A little while ago, Jeff Harrell mentioned me in passing, and reminded me of something I tend to forget: I don’t use my real name when I post.
The origins are simple: I started out here as a commenter, and I recalled the famous advice about “never give your real name online.” Simply phoneticizing my initials seemed a good compromise; I’ve used it off and on for over half my life, in various fora. Then when the guest-posting gig came up, I thought it might be a fun lark, and I’d established “Jay Tea” as my identity, so I stuck with it. And I don’t recall when that temporary gig became an essentially permanent position; it just sort of evolved on its own when nobody was looking.
So, a good year and a half later, is it time to dump it?

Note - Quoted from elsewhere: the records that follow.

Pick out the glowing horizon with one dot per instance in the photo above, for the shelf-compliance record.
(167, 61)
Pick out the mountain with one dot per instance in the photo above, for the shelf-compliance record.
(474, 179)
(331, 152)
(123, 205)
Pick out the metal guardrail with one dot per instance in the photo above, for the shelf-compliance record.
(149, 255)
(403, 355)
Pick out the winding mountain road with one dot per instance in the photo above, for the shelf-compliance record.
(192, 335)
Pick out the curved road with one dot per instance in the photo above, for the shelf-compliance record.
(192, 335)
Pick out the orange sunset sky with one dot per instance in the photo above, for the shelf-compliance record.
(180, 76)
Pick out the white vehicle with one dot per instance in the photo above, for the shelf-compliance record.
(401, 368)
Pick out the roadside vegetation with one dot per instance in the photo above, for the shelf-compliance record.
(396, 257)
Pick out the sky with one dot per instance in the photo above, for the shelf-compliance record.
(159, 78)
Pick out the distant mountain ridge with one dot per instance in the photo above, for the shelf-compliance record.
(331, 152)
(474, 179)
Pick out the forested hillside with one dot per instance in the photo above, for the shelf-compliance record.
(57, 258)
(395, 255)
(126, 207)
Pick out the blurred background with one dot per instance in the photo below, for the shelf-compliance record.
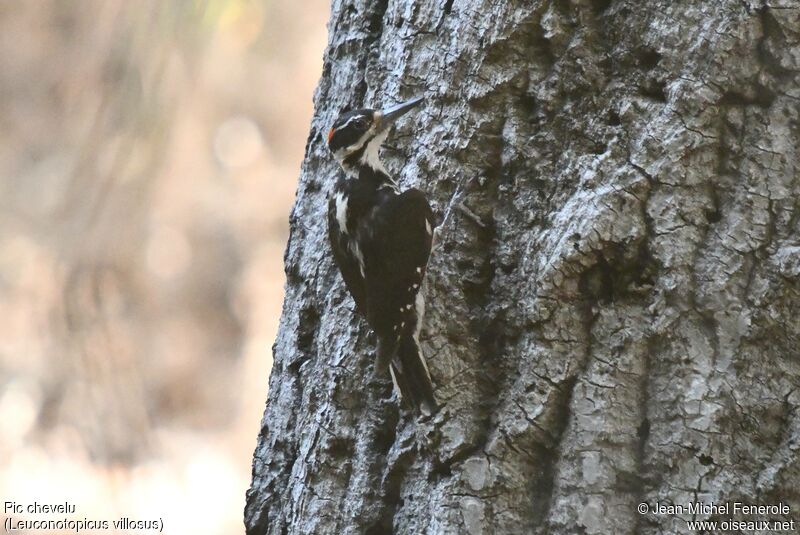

The Powerline guys had a similar dilemma, when they started moving more and more toward the mainstream. They were becoming a major force in the media, and one significant barrier was the names they had chosen. Guys with monikers like “Hindrocket,’ “The Big Trunk,” and “Deacon” have a lot of trouble getting past the giggle barrier. So they ditched them and started using their true names.
That’s not a problem for me. I’m not interested in becoming a more public voice.
Also, I’ve put a lot of work into “Jay Tea.” He’s become not just a pen name, but a full-blown persona. (He’s a smidgen taller, a bit lighter, and has better hair, just to name a few differences.) “Jay” has become a voice in the blogosphere, and has a bit of brand-name cachet of his own. To toss that aside would be difficult.
One of the main arguments against pseudonyms in the blogosphere has to be “credibility.” “Why should we believe you,” they say, “when you don’t even tell the truth about your own name?”
I’ve considered that argument, and I agree it’s a valid one. But I’ve always had my own way of dealing with it.
“Credibility,” to me, is a form of trustworthiness. It’s saying “you should believe what I’m saying, because of who I am.” And that is an incredibly seductive power — one with which I don’t trust myself.
Whenever I make my arguments, I always try to make a point of spelling out exactly what I believe, and why I believe it. I give my position, but then back it up with facts. I don’t want people agreeing with me simply because I say something, but because they also think I’m right.
I’ve seen what happens to people when they start trading on their reputation instead of their work. It’s mainly on the left, where people like Oliver Willis or Kos simply pronounce things, and expect their loyal followers to blindly follow them. And it frightens me.
I am, at heart, a lazy guy. But I know that, and I know how to avoid some of the pitfalls. I don’t want “loyal followers.” I don’t want people to simply agree with me. I want to continually have to re-win their approval and agreement. I want people to agree with me because I make sense, not because I’m me.
So, in the end, I think it doesn’t matter if I post here as “Jay Tea” or “Joe Tormolen” or “James Tiberius” or “Jackass Twit.” The messenger’s name is irrelevant. The messenger himself is irrelevant. It’s the message that matters.
After all, everyone knows what a marathon is. Some even know it involves the Battle of Marathon. Some can tell you that it’s 26.2 miles long, the distance a messenger ran with the news of the victory. They might even be able to quote his exact message — “Rejoice! We Conquer!!” — and say that he dropped dead the very next instant.
But how many can tell you the name of that messenger?